Aus heutiger Sicht lässt sich daraus auch eine Regulierungs- und Sicherheitsperspektive ableiten. Spezielle KI-Beschleuniger landen zwar oft in isolierten Inferenzumgebungen, aber die Integration in Rechenzentrums- und Compliance-Landschaften bleibt komplex: Zugriffskontrollen, nachvollziehbare Konfigurationsstände, Monitoring der Hardwaregesundheit sowie Schutz vor Manipulationen in Pipeline- und Deployment-Prozessen gehören zum „Systembetrieb“ und damit in den Verantwortungsbereich der IT-Security. Hinzu kommt Datenschutz, sobald Inferenzdaten verarbeitet werden: Unternehmen müssen klären, wo Daten verarbeitet und gespeichert werden, wie Logs gehandhabt werden und welche vertraglichen Zusicherungen zur Datensparsamkeit gelten. Hardware-spezifische Fehlerbilder können dabei ebenfalls Compliance-relevant werden, etwa wenn sie zu ungewollten Retries oder Protokollierungsanomalien führen.
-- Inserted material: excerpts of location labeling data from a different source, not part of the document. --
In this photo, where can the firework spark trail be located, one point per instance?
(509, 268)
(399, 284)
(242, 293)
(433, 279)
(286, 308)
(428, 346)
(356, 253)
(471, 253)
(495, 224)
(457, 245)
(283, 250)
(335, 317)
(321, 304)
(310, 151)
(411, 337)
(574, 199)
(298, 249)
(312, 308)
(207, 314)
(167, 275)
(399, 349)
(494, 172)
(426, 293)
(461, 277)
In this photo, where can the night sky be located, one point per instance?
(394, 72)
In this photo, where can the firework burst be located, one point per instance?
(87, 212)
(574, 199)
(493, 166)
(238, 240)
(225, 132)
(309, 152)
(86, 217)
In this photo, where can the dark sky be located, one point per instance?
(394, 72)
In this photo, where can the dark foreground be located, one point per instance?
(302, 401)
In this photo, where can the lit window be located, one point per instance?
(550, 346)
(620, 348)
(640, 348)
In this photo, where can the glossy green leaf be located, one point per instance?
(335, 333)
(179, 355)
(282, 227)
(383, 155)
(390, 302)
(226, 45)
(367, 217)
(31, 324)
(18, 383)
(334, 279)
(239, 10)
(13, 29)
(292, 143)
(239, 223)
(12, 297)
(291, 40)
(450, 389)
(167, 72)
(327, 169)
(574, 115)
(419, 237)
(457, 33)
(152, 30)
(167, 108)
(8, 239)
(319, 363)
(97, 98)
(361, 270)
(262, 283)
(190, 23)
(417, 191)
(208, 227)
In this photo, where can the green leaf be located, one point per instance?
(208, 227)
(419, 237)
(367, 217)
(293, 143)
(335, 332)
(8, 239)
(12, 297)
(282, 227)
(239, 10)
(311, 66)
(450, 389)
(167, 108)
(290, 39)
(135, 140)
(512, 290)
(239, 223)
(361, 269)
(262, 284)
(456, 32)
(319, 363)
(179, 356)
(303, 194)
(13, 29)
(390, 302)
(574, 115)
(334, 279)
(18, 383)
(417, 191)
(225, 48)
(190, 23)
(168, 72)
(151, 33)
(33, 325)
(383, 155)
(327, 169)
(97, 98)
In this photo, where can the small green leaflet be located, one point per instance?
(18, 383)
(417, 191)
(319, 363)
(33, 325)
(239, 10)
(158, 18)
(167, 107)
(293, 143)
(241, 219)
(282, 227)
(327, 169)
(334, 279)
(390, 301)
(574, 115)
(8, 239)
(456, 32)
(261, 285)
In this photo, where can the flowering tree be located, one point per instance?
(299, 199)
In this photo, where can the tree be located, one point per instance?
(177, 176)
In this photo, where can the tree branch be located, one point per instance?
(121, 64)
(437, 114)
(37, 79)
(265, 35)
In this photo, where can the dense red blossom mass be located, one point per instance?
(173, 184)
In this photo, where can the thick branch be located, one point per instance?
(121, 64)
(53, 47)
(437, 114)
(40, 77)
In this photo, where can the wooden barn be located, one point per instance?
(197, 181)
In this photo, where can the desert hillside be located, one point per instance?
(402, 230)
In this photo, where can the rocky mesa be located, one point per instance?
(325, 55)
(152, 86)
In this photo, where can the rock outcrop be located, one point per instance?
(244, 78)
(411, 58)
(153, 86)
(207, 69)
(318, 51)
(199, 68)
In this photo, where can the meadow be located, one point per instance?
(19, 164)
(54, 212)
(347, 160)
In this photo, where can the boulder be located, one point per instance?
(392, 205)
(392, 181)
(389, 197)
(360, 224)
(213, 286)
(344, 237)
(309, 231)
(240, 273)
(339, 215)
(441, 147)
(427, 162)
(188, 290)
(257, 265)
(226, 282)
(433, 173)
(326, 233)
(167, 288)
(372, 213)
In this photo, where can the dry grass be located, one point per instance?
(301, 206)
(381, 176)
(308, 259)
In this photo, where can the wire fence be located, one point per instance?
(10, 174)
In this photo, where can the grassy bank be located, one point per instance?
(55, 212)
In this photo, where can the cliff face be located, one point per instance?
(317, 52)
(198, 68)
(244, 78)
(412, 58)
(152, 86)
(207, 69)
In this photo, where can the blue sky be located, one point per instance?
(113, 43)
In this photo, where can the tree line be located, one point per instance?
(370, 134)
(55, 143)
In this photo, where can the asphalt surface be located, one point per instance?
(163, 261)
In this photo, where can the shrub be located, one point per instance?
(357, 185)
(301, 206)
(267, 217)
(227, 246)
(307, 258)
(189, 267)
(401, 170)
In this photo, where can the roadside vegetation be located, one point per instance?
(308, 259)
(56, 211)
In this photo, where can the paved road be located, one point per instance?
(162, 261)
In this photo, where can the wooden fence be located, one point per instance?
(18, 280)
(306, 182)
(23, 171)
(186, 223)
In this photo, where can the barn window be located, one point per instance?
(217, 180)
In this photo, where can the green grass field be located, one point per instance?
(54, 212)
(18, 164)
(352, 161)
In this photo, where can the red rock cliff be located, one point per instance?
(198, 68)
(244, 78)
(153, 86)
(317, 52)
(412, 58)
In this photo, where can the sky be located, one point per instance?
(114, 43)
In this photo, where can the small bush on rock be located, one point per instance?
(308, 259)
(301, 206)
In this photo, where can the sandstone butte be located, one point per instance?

Mit Blick auf die nächsten Quartale ist die wahrscheinlichste Weiterentwicklung weniger eine einzelne Produktfunktion als die Reife der gesamten Liefer- und Betriebskette. Wenn Cerebras seine Kapazitäten weiter ausrollt, wird es stärker in den Bereich von wiederholbaren Deployment-Patterns rutschen: standardisierte Kühllösungen, mechanisch robuste Montageverfahren, besser automatisierte Diagnosefunktionen und ausgereiftere Betriebstools für Inferenz-Workloads. Für Entwickler eröffnet das Chancen, weil Inferenzoptimierung, Batch-Strategien und Serving-Architekturen zunehmend auf die konkrete Hardwareausprägung abgestimmt werden müssen. Gleichzeitig wird der Wettbewerb auf Inferenzbeschleuniger-Ebene härter: Wer wie NVIDIA- und Cloud-Ökosysteme breit einsetzbare Lösungen anbietet, drückt oft über Software-Integrationen und Preis-/Verfügbarkeitsfenster. Cerebras muss daher zeigen, dass nicht nur die erste Installation klappt, sondern dass die Leistung über viele Rechenzentrumszyklen hinweg stabil bleibt – inklusive Sicherheits- und Lieferkettenrobustheit.